For all of that, Us is, quite simply, a hell of a lot of fun to watch once Peele begins to indulge his impishness. Embracing its (partial) amusement park backdrop, Us is like the rickety wooden beast on the edge of the grounds, grandfathered in before all the strict safety measures came in. Its first act closes with the year’s best delayed-payoff joke so far. (The scene is visually dark, but once you notice what has happened, you’ll erupt.) The second act unexpectedly smashes up the macabre and the mirthful with the assist of a big-laugh needle-drop. Michael Abels’ original score blends horror-staple eerie-Latin chants with the sort of infectious rhythm Adelaide tries to teach Jason to rap music in the car— spooky but hooky in its own weird way. Tim Heidecker and Elisabeth Moss turn up, too, flexing their muscles as friends of the Wilsons who suffer oh so pathetically from the ennui of the entitled.

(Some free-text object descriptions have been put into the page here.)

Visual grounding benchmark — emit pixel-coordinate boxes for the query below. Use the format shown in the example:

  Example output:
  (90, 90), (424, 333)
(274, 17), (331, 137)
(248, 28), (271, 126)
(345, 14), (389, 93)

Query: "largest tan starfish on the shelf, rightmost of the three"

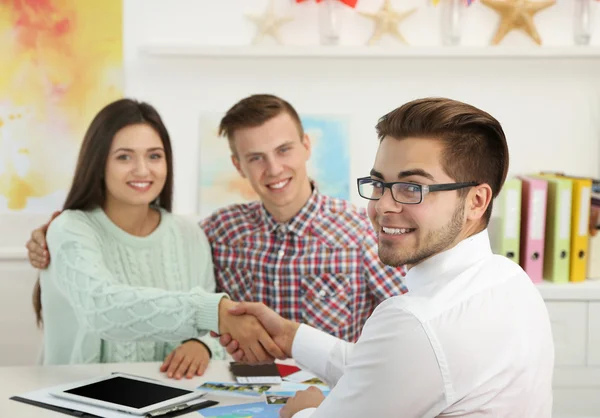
(481, 0), (556, 45)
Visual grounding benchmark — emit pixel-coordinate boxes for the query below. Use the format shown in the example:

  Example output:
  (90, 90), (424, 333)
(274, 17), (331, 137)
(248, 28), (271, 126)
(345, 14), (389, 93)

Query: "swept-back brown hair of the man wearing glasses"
(375, 98), (508, 226)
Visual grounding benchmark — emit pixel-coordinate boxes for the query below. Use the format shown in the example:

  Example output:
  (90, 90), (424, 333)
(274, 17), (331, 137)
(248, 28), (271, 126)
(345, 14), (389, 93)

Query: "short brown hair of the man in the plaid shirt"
(219, 94), (304, 150)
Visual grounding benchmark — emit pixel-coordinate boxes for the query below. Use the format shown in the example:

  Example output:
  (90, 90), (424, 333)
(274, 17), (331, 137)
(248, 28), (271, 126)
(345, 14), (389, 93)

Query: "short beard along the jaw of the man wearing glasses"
(379, 201), (465, 267)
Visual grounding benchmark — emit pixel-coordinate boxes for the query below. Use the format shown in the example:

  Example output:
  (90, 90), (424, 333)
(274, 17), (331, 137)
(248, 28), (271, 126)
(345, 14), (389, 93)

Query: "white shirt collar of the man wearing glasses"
(405, 229), (493, 293)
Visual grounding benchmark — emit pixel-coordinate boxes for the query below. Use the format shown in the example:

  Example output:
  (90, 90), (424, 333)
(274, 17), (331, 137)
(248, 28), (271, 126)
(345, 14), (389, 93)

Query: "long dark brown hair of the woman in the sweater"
(33, 99), (173, 326)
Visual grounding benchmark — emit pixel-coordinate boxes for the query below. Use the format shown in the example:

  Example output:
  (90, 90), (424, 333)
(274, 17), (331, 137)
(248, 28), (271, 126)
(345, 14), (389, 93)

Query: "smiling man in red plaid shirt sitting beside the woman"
(201, 95), (406, 342)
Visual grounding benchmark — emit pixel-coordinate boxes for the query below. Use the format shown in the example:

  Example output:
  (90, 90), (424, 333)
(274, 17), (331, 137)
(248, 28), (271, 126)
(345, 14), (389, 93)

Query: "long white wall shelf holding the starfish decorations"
(141, 43), (600, 59)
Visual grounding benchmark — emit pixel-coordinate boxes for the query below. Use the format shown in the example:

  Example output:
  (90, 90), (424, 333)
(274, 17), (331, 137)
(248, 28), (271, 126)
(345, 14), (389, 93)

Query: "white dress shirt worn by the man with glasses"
(292, 230), (554, 418)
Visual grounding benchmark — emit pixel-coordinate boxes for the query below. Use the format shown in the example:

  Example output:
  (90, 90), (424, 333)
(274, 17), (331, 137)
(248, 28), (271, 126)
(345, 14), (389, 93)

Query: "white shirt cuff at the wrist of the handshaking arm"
(292, 324), (339, 380)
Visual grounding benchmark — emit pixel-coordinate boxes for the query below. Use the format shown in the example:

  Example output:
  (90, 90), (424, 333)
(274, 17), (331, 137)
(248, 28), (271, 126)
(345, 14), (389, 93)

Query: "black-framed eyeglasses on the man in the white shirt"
(357, 177), (479, 205)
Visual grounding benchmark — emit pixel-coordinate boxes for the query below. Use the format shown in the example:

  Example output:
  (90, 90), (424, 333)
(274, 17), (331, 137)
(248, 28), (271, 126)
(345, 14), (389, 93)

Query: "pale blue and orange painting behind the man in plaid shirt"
(198, 113), (350, 217)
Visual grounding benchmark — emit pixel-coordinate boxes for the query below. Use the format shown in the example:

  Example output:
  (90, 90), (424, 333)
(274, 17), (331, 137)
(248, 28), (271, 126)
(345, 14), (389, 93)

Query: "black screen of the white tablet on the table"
(64, 377), (192, 409)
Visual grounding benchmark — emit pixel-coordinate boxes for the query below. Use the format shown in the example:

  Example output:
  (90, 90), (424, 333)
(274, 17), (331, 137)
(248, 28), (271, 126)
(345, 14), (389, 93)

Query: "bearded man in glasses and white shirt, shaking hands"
(216, 99), (554, 418)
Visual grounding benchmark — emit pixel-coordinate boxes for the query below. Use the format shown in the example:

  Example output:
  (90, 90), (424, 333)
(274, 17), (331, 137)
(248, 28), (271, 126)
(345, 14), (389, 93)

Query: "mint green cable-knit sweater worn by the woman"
(40, 208), (224, 364)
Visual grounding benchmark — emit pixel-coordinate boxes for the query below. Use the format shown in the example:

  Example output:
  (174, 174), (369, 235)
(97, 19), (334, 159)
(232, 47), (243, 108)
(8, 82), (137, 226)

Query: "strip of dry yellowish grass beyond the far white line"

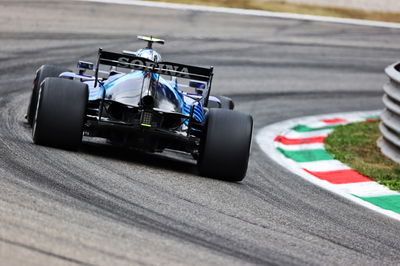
(145, 0), (400, 22)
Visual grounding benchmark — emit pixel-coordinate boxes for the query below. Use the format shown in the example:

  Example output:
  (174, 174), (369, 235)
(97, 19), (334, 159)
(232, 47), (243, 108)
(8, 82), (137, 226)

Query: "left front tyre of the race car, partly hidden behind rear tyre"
(26, 65), (70, 126)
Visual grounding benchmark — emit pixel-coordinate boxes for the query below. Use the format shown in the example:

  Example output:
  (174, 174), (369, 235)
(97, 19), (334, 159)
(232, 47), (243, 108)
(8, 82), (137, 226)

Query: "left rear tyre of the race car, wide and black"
(32, 78), (88, 150)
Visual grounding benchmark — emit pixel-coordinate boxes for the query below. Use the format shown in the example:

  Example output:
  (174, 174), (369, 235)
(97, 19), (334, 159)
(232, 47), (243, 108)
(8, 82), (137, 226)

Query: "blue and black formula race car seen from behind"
(26, 36), (253, 181)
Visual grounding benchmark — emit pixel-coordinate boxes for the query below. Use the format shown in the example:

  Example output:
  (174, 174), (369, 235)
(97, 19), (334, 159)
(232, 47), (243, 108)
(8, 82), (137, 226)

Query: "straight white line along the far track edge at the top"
(75, 0), (400, 29)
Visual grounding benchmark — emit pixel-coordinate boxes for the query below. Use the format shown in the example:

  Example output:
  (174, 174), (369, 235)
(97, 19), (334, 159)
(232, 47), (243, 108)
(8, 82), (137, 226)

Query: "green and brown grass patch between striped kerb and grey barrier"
(325, 121), (400, 191)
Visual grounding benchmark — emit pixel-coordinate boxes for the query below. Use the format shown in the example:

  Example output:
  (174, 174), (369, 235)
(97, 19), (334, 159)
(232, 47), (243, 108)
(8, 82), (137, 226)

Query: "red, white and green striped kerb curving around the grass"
(256, 111), (400, 221)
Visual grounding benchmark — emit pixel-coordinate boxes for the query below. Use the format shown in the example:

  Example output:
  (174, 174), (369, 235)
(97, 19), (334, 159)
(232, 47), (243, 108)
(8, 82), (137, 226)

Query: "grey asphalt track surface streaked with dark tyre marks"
(0, 0), (400, 265)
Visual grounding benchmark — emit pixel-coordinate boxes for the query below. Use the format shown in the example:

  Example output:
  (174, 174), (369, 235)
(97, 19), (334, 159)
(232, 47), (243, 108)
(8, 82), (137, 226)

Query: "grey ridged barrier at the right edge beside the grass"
(378, 62), (400, 163)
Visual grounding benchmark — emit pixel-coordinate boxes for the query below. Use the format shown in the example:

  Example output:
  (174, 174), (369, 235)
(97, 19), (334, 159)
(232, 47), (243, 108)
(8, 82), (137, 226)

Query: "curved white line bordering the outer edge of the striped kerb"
(256, 110), (400, 221)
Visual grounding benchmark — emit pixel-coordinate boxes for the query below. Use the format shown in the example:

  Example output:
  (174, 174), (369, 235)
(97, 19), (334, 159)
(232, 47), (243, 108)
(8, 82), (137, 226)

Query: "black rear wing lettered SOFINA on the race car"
(96, 49), (213, 82)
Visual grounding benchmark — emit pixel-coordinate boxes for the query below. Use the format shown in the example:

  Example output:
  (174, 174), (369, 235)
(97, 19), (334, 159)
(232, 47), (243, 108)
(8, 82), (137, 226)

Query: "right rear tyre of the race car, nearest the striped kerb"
(198, 109), (253, 182)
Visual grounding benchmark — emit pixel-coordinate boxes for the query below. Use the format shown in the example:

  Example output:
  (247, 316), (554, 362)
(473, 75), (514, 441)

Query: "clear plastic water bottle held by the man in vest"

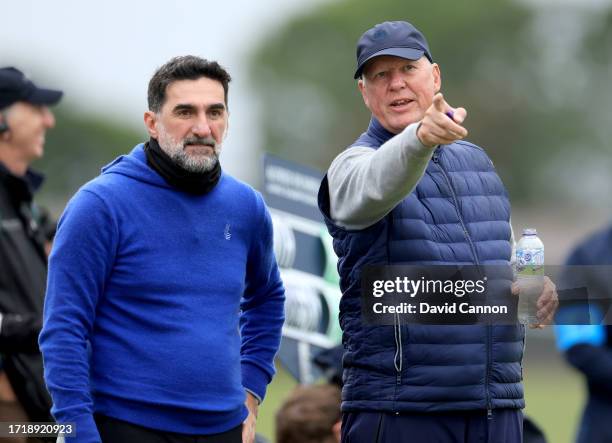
(516, 228), (544, 324)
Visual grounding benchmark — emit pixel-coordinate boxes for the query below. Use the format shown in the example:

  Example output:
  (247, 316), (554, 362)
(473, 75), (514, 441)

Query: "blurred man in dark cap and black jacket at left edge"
(0, 68), (62, 430)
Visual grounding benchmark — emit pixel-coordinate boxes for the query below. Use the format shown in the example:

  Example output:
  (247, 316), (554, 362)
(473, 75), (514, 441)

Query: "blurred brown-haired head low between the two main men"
(276, 384), (341, 443)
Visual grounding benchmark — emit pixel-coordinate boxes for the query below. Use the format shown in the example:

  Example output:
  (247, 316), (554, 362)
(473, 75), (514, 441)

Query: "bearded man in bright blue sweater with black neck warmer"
(40, 56), (284, 443)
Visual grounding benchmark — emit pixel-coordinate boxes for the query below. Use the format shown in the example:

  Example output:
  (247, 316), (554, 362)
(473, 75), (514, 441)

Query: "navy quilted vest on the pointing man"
(319, 119), (524, 412)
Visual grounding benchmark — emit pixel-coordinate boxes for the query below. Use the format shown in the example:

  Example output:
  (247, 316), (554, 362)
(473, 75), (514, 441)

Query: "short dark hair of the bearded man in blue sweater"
(147, 55), (232, 112)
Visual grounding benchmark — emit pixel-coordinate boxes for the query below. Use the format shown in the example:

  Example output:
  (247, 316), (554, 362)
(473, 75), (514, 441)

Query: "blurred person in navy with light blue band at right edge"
(555, 226), (612, 443)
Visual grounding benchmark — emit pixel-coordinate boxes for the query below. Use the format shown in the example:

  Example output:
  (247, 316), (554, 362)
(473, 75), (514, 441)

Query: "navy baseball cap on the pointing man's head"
(355, 22), (433, 78)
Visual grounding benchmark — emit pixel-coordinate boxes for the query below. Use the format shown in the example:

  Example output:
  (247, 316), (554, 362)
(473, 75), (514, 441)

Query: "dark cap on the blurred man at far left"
(0, 67), (63, 109)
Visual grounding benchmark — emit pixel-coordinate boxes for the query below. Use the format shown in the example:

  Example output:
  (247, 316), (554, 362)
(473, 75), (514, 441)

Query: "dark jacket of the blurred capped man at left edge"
(0, 164), (52, 421)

And yet the film’s final moments wholeheartedly reject the placating relief of a return to normalcy that’s sometimes found in such horror stories. Wounds open. Blood stains. Things can never truly be the same again, no matter how much we repeat that to ourselves. Is what happens in Us an act of god or the god-fearing? That’s anyone’s allegorical guess, perhaps even Peele’s. A recurrent visual could represent a show of solidarity for contemporary protest … or its writer-director considering, as did this fellow child of the ’80s, a literal interpretation of Hands Across America. Maybe the well-worn VHS tapes say all we need to know about Us: Great horror is great horror, and the connotations you concoct are eminently more frightening.